Regulatory News South Africa

Illegal traders to profit from excise tax increase - tobacco alliance

"Ridiculous" is how the South Africa Tobacco Transformation Alliance (Satta) has described the 8% increase in the excise charged on tobacco products, announced in the Budget Speech last night.
Illegal traders to profit from excise tax increase - tobacco alliance
©Sergiy Tryapitsyn via 123RF

The tax hike will see a box of 20 cigarettes go up by R1.39 cents, while cigars will go up by R7.71 cents.

Satta, which represents the entire legal cigarette production value chain, said the tax hikes will significantly benefit cigarette smugglers and distributors of illicit tobacco products. The alliance has consistently argued that excise charges should not be increased, in order to avoid the switching from legal to illegal products.

"We have petitioned Parliament, we have petitioned the Finance Minister, and we have petitioned organised business. But rather than realise the downside of increasing excise charges, Government has gone ahead with this increase – and in so doing, made illicit tobacco products even more attractive to already-stretched consumers," Satta said in a statement.

Satta said it understands Government’s desire to increase tax revenue, but this is being done in the incorrect manner.

"An 8% excise increase equates to an increase of R1.39 in the price of a legally produced packet of cigarettes. It means nothing to those who manufacture and sell illegal cigarettes, apart from making their illicit products even more affordable. It will drive more and more people towards the illicit market – which means Government will make even less money than it made before."

"The excise increase is effectively double the rate of inflation.
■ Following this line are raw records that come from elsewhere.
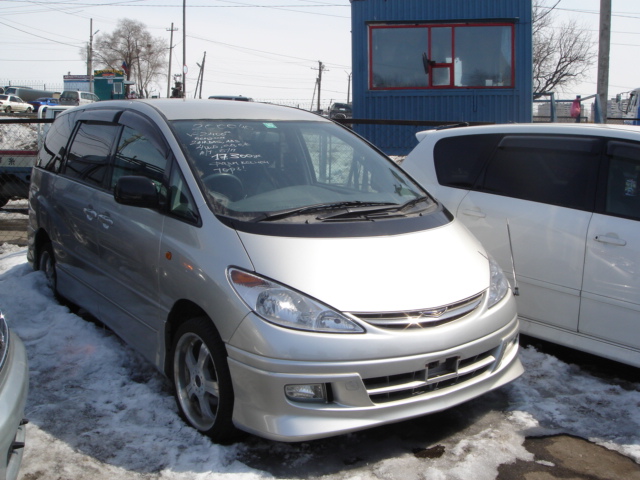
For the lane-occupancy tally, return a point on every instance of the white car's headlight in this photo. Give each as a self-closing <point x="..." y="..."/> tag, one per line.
<point x="288" y="308"/>
<point x="499" y="284"/>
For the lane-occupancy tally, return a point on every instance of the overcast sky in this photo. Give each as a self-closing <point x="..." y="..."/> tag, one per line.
<point x="265" y="49"/>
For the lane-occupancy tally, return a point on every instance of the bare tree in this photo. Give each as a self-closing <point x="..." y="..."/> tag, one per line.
<point x="562" y="53"/>
<point x="132" y="45"/>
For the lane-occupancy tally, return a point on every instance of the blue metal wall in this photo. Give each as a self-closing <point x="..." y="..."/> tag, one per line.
<point x="506" y="105"/>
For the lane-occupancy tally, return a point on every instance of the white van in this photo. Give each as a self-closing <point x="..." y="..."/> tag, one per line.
<point x="290" y="279"/>
<point x="77" y="97"/>
<point x="558" y="206"/>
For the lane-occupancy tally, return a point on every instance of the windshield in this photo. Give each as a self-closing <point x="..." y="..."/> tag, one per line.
<point x="291" y="171"/>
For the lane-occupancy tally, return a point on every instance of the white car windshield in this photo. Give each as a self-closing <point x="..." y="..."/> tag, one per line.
<point x="286" y="171"/>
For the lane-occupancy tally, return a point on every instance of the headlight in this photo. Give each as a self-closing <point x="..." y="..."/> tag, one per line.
<point x="288" y="308"/>
<point x="4" y="340"/>
<point x="499" y="284"/>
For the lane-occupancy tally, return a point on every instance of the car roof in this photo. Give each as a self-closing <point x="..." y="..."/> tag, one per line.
<point x="185" y="109"/>
<point x="598" y="129"/>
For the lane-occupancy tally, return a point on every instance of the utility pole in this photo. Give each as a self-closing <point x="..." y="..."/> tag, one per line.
<point x="603" y="56"/>
<point x="90" y="54"/>
<point x="200" y="77"/>
<point x="184" y="48"/>
<point x="319" y="82"/>
<point x="170" y="51"/>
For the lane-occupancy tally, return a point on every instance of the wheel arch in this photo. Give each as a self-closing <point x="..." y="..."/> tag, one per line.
<point x="182" y="311"/>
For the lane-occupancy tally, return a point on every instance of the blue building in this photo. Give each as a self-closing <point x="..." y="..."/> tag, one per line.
<point x="439" y="61"/>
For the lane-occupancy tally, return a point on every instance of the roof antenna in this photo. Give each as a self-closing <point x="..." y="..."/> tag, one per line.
<point x="516" y="290"/>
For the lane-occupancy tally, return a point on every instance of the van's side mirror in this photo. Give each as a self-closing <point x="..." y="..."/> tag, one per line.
<point x="136" y="191"/>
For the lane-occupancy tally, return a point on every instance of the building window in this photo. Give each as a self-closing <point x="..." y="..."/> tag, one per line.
<point x="441" y="56"/>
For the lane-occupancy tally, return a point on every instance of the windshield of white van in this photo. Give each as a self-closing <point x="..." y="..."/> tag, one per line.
<point x="295" y="172"/>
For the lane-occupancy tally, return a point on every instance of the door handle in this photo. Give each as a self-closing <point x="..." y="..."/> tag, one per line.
<point x="474" y="213"/>
<point x="611" y="240"/>
<point x="90" y="213"/>
<point x="105" y="220"/>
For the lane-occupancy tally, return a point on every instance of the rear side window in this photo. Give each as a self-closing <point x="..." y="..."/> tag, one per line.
<point x="88" y="157"/>
<point x="53" y="149"/>
<point x="623" y="180"/>
<point x="459" y="160"/>
<point x="557" y="170"/>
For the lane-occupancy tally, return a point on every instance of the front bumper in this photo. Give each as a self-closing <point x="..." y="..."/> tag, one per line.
<point x="358" y="396"/>
<point x="14" y="383"/>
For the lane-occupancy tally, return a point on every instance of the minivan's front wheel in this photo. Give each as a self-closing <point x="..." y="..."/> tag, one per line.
<point x="204" y="392"/>
<point x="47" y="264"/>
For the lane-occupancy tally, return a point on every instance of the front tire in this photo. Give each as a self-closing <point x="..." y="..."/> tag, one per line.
<point x="47" y="264"/>
<point x="203" y="388"/>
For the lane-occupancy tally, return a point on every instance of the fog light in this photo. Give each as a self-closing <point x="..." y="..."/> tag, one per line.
<point x="315" y="392"/>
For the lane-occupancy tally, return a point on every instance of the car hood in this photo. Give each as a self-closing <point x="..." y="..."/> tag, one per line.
<point x="411" y="271"/>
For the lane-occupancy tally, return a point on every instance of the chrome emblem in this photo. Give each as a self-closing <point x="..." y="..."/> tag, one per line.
<point x="433" y="313"/>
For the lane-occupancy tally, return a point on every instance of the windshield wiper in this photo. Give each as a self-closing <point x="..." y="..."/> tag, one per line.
<point x="350" y="207"/>
<point x="382" y="210"/>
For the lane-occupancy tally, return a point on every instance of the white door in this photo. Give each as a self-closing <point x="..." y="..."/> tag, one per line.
<point x="611" y="292"/>
<point x="544" y="186"/>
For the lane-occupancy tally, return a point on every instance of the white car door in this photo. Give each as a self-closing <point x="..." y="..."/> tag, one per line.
<point x="543" y="187"/>
<point x="611" y="291"/>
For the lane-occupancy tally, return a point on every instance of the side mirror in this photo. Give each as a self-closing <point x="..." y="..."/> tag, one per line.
<point x="136" y="191"/>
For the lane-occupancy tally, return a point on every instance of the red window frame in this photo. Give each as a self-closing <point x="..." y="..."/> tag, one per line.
<point x="450" y="66"/>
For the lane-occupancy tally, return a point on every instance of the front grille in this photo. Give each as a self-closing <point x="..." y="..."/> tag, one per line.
<point x="428" y="317"/>
<point x="436" y="375"/>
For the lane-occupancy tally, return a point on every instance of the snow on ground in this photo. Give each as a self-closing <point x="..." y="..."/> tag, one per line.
<point x="98" y="410"/>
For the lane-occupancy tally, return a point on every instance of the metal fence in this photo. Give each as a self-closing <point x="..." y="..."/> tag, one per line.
<point x="18" y="149"/>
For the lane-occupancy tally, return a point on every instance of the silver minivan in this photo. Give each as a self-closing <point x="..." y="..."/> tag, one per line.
<point x="288" y="278"/>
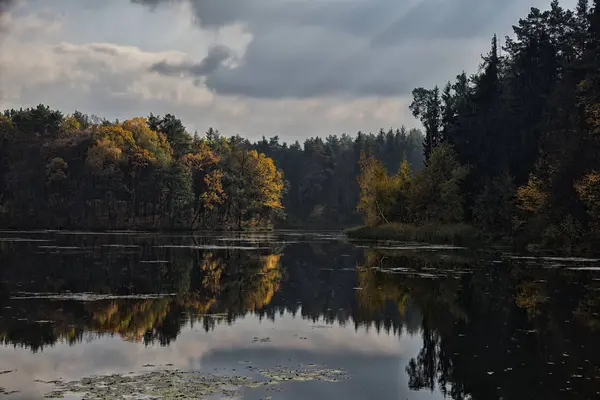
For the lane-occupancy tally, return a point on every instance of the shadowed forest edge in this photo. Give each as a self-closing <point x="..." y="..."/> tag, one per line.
<point x="509" y="153"/>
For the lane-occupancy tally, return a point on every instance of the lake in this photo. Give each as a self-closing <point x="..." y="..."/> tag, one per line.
<point x="290" y="315"/>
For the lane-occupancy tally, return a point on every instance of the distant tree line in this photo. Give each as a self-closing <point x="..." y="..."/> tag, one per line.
<point x="80" y="171"/>
<point x="514" y="148"/>
<point x="75" y="171"/>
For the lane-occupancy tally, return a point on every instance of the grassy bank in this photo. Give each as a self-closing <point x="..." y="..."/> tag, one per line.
<point x="456" y="234"/>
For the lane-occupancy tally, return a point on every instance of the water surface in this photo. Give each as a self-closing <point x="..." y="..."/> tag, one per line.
<point x="393" y="321"/>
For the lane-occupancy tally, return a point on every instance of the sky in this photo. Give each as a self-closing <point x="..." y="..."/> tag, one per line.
<point x="293" y="68"/>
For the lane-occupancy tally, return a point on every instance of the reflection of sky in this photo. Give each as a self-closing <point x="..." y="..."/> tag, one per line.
<point x="375" y="362"/>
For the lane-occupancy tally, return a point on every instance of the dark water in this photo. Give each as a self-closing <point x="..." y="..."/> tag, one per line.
<point x="400" y="323"/>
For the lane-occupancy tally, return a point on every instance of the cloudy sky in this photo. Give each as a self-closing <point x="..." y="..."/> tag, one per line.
<point x="295" y="68"/>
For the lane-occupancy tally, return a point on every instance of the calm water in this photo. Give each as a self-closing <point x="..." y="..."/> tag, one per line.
<point x="393" y="322"/>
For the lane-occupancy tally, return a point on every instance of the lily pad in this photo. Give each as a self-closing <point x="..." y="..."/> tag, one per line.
<point x="176" y="384"/>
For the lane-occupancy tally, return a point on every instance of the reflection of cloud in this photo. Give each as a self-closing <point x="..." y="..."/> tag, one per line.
<point x="194" y="348"/>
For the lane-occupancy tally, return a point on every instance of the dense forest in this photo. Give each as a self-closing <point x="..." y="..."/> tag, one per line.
<point x="510" y="151"/>
<point x="80" y="171"/>
<point x="513" y="149"/>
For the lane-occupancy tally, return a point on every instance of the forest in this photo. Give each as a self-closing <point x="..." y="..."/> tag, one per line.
<point x="78" y="171"/>
<point x="512" y="150"/>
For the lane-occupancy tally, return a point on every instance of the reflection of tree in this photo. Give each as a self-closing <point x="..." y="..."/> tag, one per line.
<point x="225" y="282"/>
<point x="508" y="331"/>
<point x="130" y="319"/>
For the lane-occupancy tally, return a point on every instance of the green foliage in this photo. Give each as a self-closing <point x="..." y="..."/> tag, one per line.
<point x="435" y="194"/>
<point x="139" y="173"/>
<point x="510" y="149"/>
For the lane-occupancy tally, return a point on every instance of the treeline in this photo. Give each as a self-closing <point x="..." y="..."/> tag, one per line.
<point x="513" y="149"/>
<point x="322" y="190"/>
<point x="79" y="171"/>
<point x="72" y="172"/>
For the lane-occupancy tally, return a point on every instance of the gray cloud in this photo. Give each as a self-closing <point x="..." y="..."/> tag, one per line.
<point x="5" y="5"/>
<point x="303" y="49"/>
<point x="217" y="55"/>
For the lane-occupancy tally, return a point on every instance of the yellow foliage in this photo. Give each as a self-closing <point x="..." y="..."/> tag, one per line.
<point x="70" y="124"/>
<point x="215" y="193"/>
<point x="588" y="189"/>
<point x="267" y="181"/>
<point x="105" y="151"/>
<point x="202" y="158"/>
<point x="133" y="139"/>
<point x="531" y="197"/>
<point x="380" y="194"/>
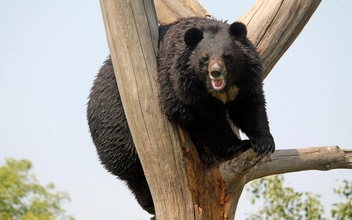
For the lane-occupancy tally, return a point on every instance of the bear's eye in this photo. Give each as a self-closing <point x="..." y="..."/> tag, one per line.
<point x="227" y="57"/>
<point x="205" y="59"/>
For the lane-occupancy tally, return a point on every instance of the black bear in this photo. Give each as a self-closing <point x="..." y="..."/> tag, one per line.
<point x="208" y="72"/>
It punishes those who respect the law and are prepared to pay the necessary taxes. And it gives an additional advantage to those who deal in smuggling, illicit manufacturing and under-the-counter sales."

Recovery from tobacco ban

Satta added that the ban on tobacco products has had a devastating impact on the sector. Many farmers went out of business and many others are still struggling to recover from 8 months of lost business due to the Covid-19 lockdown and the ban on cigarette sales.

According to Satta research, the illicit market grew by 3.1 billion cigarettes in a single year - a loss of excise revenue of almost R13bn for the government, and billions more for farmers, processors and manufacturers.
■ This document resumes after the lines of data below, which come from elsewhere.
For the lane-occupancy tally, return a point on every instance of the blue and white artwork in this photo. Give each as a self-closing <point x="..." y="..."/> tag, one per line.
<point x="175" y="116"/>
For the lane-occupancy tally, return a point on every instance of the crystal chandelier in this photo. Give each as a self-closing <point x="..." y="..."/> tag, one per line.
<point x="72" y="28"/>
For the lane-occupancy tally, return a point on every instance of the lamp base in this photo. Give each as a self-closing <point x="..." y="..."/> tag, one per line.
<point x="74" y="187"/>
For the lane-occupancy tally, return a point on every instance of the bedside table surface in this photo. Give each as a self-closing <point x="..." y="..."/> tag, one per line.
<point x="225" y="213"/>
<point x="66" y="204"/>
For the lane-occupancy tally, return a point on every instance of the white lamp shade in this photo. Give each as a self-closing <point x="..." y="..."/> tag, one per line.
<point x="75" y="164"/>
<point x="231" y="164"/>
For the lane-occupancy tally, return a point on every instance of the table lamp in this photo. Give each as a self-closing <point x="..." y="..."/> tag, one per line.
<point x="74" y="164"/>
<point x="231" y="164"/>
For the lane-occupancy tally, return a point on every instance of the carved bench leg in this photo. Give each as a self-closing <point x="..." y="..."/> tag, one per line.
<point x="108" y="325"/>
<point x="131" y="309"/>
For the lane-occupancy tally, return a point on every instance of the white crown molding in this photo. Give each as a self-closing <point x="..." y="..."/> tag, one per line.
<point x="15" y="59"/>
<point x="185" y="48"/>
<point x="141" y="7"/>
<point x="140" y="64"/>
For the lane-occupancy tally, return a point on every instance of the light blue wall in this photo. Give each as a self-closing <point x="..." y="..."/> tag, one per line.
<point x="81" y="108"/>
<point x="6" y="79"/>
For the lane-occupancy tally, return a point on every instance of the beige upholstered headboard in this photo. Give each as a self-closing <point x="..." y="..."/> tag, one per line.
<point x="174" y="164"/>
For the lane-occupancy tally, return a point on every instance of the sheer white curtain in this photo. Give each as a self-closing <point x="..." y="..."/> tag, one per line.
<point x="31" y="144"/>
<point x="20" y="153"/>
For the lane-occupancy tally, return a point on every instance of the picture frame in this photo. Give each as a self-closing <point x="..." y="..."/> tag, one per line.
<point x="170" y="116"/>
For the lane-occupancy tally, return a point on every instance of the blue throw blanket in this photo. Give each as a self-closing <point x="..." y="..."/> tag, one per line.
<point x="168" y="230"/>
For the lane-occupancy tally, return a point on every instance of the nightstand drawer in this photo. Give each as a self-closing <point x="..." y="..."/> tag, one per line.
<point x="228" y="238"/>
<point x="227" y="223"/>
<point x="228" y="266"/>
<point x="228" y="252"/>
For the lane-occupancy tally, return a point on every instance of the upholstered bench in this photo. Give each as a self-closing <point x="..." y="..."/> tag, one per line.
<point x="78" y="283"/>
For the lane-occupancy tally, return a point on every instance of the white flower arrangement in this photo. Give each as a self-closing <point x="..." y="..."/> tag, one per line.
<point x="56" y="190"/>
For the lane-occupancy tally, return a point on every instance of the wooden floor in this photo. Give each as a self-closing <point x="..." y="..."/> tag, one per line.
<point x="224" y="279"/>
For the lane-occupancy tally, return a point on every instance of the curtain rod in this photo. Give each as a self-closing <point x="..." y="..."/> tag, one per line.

"We believe government should have tried to strike a balance when it comes to potential excise revenues from the sale of tobacco products, bearing in mind lessons learnt during Covid-19 lockdowns. All stakeholders have to reverse the undesirable consequences of illicit trade. The answer to this is to ensure that the legal market can recapture lost volumes and, in doing so, grow Government excise revenues," Satta said.